Bakuman 6 – My Story Is Just Way Too Deep, Man
No such thing as “too deep” as long as the story around those themes holds up and supports those themes. Audiences can of course be dumb (but what audience member isn’t dumb at some point?), but they can also be quite accepting of stories with complex themes if the story and/or characters are good enough. Monster is fairly popular not just because it asks difficult questions and deals with a cadre of complex themes of morality, but also because it tells a good thriller-type story and has lots of memorable, well-written characters. You can enjoy it on multiple levels: If you just want the story, you’ve got that, but if you also want to put more thought into everything, the story gives you plenty to play around with.
Same with Black Lagoon, Kaiji, Berserk or whatever else. The story gives you plenty of meat, and their ideas are dessert for the mind. Those are the types of stories I respect most — ones with lots of interesting ideas, but that aren’t also so full of themselves that they are above being interesting, thrilling stories on a visceral level along with an intellectual level.
So there you go, Takagi. Tell solid stories, and the depth will follow from there.
The best advice the editor gives to Mashiro and Takagi is for Takagi to play to the medium’s strengths when he writes. He should think about why manga is the medium for this particular story; if he isn’t going to take advantage of the medium, then why even bother making the story using manga? It’s spot on advice. A story should emphasize the strengths of its medium and downplay the weaknesses. (I do wonder if Tsugumi Ohba ever heard that Death Note would be better as a novel, though, haha.) Manga has unique strengths compared to movies or novels or whatever else. Use ‘em, don’t ignore them.

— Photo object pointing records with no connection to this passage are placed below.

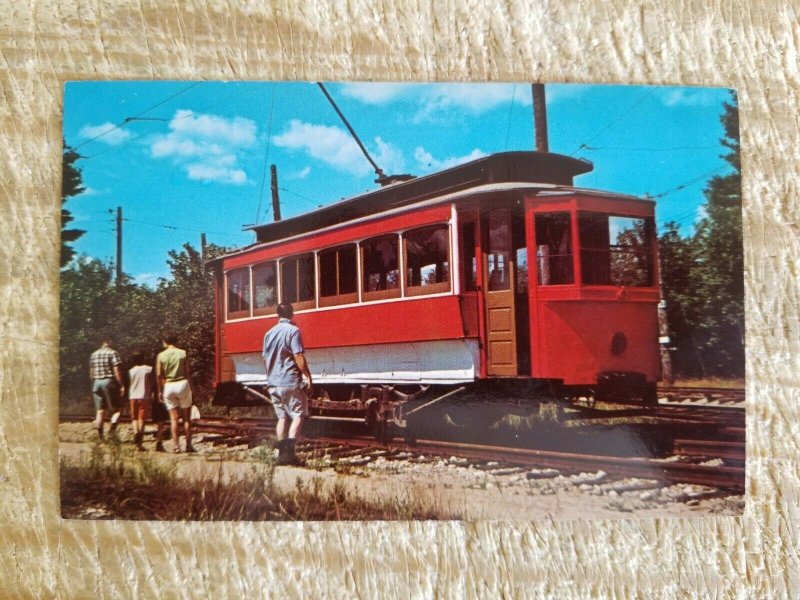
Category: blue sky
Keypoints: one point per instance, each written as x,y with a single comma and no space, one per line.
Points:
182,158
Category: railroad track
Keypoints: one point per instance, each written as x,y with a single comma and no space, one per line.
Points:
729,477
721,462
702,396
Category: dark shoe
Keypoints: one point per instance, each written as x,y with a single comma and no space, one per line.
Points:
289,457
282,456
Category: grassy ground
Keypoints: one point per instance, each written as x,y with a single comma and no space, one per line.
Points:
113,482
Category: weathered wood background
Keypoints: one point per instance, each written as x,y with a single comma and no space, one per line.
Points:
751,46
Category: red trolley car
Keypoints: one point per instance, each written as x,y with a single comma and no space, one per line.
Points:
495,269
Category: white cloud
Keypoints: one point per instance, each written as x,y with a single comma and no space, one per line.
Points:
301,174
445,102
690,97
202,172
427,163
376,93
207,147
108,135
337,148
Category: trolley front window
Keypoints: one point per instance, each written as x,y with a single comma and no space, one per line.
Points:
427,260
616,250
265,284
238,293
381,269
337,276
554,249
297,281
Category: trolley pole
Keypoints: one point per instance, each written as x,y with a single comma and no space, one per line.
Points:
276,203
118,279
540,117
663,332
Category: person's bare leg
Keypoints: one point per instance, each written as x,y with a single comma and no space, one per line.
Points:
173,426
98,424
280,429
296,426
187,428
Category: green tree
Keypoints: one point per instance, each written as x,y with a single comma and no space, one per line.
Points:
719,273
678,261
87,309
703,275
71,185
186,305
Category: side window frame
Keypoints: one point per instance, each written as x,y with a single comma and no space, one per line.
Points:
431,288
242,313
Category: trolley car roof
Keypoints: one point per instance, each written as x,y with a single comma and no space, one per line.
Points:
549,174
532,167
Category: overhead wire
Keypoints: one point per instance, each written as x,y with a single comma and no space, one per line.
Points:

To bring out an example from another medium, I watched an Italian thriller flick this morning, Blood and Black Lace. The story is simple: Someone is going around killing a group of models for unknown reasons. (And the killer kind of looks like Rorschach from Watchmen.) There’s a bit more than that, but that is the basic premise. What makes the movie really memorable is how much it takes advantage of its medium — for instance, there are lots of interesting camera angles that also add to the mood and story, like when certain characters appear in shots via reflections in mirrors. It’s cool to look at and also adds to the paranoia by implying that the killer could be anywhere at any time. The director, Mario Bava, also makes great use of basic colors (clothing, lights, whatever) set against dark backgrounds to make the colors pop and become more visually distinctive and intense.
Those are just basic examples of how to take advantage of one’s medium. What’s more boring than an anime where every shot is straight on and characters just take a huge exposition dump for 20 minutes? Be interesting and exciting! People are taking the story in with their eyes, so give them something interesting to look at! Grab their attention and never let it go!
(Side note: There is of course such a thing as trying too hard in a visual medium. See every Bee Train anime ever. I’m actually not a huge Bee Train critic, but so much of what that studio does is Film School 101, haha.)
I’m sure we got just an abridged version of Takagi’s story, but I did lol at how quickly the Real Earthlings gave in to the Clones. Wow, you keep them captive for that long, but it takes just one small uprising for the Clones to completely own you? Earth sucks.